THE LUBLIN CASTLE
Situated where the Czechówka River flows into the Bystrzyca and surrounded by marshes, the Castle Hill was a difficult place to conquer. This favourable natural location was the reason why, probably in the 6th c., an early-medieval defensive settlement was established on the very hill.
A Gothic castle built by Casimir the Great in the first half of the 14th c. was ruined during wartime in the second half of the 17th c. and consequently demolished in the 18th c. The only remnants of the old castle are the 13th-century Romanesque tower called a donjon, the Gothic Holy Trinity Royal Chapel and a fragment of the Gothic Jewish Tower.
The present neo-Gothic castle was built in the years 1824-26 and served as a prison used by Austrian and Russian Partition authorities, German occupants and also by the authorities of the People’s Republic of Poland till 1954.
The castle is the seat of the Lublin Museum, which has countless valuable exhibits displayed in archaeological, numismatic, ethnographic and military departments. The gallery of paintings boasts the famous painting ‘The Union of Lublin’ by Jan Matejko as well as many other interesting art works by Polish and foreign artists.
DONJON
This Romanesque defence tower is the oldest structure on the Castle Hill. It was built in the first half of the 13th c. from brick and stone. The tower is 20 metres high with walls as thick as 4 metres near the ground. A characteristic feature of Romanesque style is a pairing of two arcade openings separated by a colonette which lets sunlight into the top floor of the donjon.

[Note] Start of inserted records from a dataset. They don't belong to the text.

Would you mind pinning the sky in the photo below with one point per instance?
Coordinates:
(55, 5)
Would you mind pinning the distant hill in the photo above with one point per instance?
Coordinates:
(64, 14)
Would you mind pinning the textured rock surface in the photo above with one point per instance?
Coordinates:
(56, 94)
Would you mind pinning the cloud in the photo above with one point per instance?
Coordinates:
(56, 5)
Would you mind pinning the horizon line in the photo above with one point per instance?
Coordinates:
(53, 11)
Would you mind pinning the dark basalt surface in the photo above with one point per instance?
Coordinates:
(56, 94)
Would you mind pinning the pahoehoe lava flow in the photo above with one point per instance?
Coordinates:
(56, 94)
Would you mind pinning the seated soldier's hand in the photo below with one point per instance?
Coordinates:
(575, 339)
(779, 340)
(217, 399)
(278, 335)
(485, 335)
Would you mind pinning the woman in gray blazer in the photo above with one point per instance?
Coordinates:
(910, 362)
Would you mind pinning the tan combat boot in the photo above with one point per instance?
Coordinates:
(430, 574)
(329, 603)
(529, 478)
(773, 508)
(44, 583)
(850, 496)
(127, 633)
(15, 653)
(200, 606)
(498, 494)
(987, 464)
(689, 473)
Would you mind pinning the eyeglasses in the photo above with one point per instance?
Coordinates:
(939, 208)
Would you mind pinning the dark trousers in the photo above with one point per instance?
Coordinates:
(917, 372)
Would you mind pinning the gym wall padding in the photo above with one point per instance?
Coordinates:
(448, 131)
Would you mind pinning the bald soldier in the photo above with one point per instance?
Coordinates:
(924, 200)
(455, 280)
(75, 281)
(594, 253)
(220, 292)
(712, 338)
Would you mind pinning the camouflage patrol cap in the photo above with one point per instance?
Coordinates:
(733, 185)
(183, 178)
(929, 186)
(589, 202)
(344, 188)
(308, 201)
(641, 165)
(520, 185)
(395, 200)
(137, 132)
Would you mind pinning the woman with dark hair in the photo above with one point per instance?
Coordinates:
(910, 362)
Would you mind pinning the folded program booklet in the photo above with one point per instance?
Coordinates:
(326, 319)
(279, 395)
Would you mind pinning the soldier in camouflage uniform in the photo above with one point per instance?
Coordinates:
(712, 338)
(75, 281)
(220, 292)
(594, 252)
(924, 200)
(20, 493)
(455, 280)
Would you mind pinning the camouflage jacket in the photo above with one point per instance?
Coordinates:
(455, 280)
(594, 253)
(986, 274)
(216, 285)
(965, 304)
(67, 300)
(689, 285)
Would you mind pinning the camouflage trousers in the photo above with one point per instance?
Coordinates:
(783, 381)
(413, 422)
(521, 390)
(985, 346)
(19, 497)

There is a viewing terrace on the top of the tower, which offers a spectacular panorama of the Old Town and the city.
HOLY TRINITY ROYAL CHAPEL
The Holy Trinity Chapel, situated on the Castle Hill, is one of the most important historic buildings in Lublin. It features beautiful Russo-Byzantine frescoes painted in the first half of the 15th c. at the request of King Ladislaus Jagiello. These paintings on the walls of a Roman-Catholic chapel depict religious images characteristic of the Orthodox Church, which is a unique example of the co-existence of East and West European cultures in Lublin. Among the portraits of saints and biblical scenes there are frescoes presenting Ladislaus Jagiello – and they are the only depictions of the king painted during his lifetime.